$b$ is a scalar, $\hat z$ is the unit vector in the vertical direction and I need to evaluate a vector $$\vec{v} = \nabla b \times \hat{z}.$$
What I have done so far:
$$\vec{v} = \nabla b \times \hat{z} = \epsilon_{123}\frac{\partial b}{\partial x_2}e_3e_1 + \epsilon_{213}\frac{\partial b}{\partial x_1}e_3e_2 = \frac{\partial b}{\partial x_2}\delta_{31} - \frac{\partial b}{\partial x_1}\delta_{32} = \frac{\partial b}{\partial x_2} - \frac{\partial b}{\partial x_1}$$
which is definitely wrong because $\vec{v}$ should be a vector. It might be something obvious I can't find but I would like to know exactly each component of $\vec{v}$.

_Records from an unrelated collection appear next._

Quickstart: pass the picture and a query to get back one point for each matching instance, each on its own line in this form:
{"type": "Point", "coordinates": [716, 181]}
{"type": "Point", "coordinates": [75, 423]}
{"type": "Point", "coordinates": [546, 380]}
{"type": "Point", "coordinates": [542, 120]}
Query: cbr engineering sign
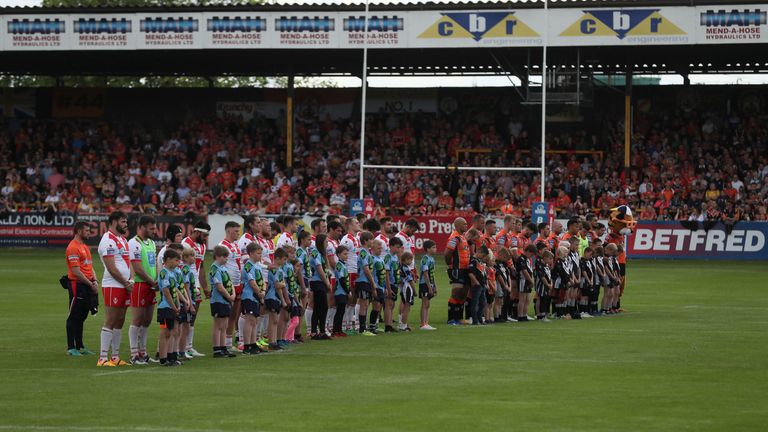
{"type": "Point", "coordinates": [746, 241]}
{"type": "Point", "coordinates": [718, 24]}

In Einstein summation its $$ \vec v _i= \epsilon_{ijk} \partial_j b \hat z_k$$ so $$ \vec v = \epsilon_{1jk} \partial_j b \hat z_k \hat x + \epsilon_{2jk} \partial_j b \hat z_k \hat y+ \epsilon_{3jk} \partial_j b \hat z_k \hat z$$ Since the only nonzero component of $\hat z$ is $\hat z_3 = 1$, \begin{align} \vec v &= \epsilon_{1j3} \partial_j b \hat z_3 \hat x + \epsilon_{2j3} \partial_j b \hat z_3 \hat y+ \epsilon_{3j3} \partial_j b \hat z_3 \hat z \\ &= \epsilon_{1j3} \partial_j b \hat x + \epsilon_{2j3} \partial_j b \hat y+ \epsilon_{3j3} \partial_j b \hat z\end{align} The $\hat z$ component is zero because $\epsilon_{3j3}= 0$ which we could have directly seen before any computation from the fact that $\vec a\times \vec b $ and $\vec b$ are perpendicular. Now since $\epsilon_{123}=1$ and $\epsilon_{213}=-1$ are the only relevant non-zero terms,
$$ \vec v = \partial_2 b \hat x - \partial_1 b \hat y$$
It seems your mistake was saying that the third component of $\hat z$ is $e_3$, but a component of a vector is not another vector, it is a scalar.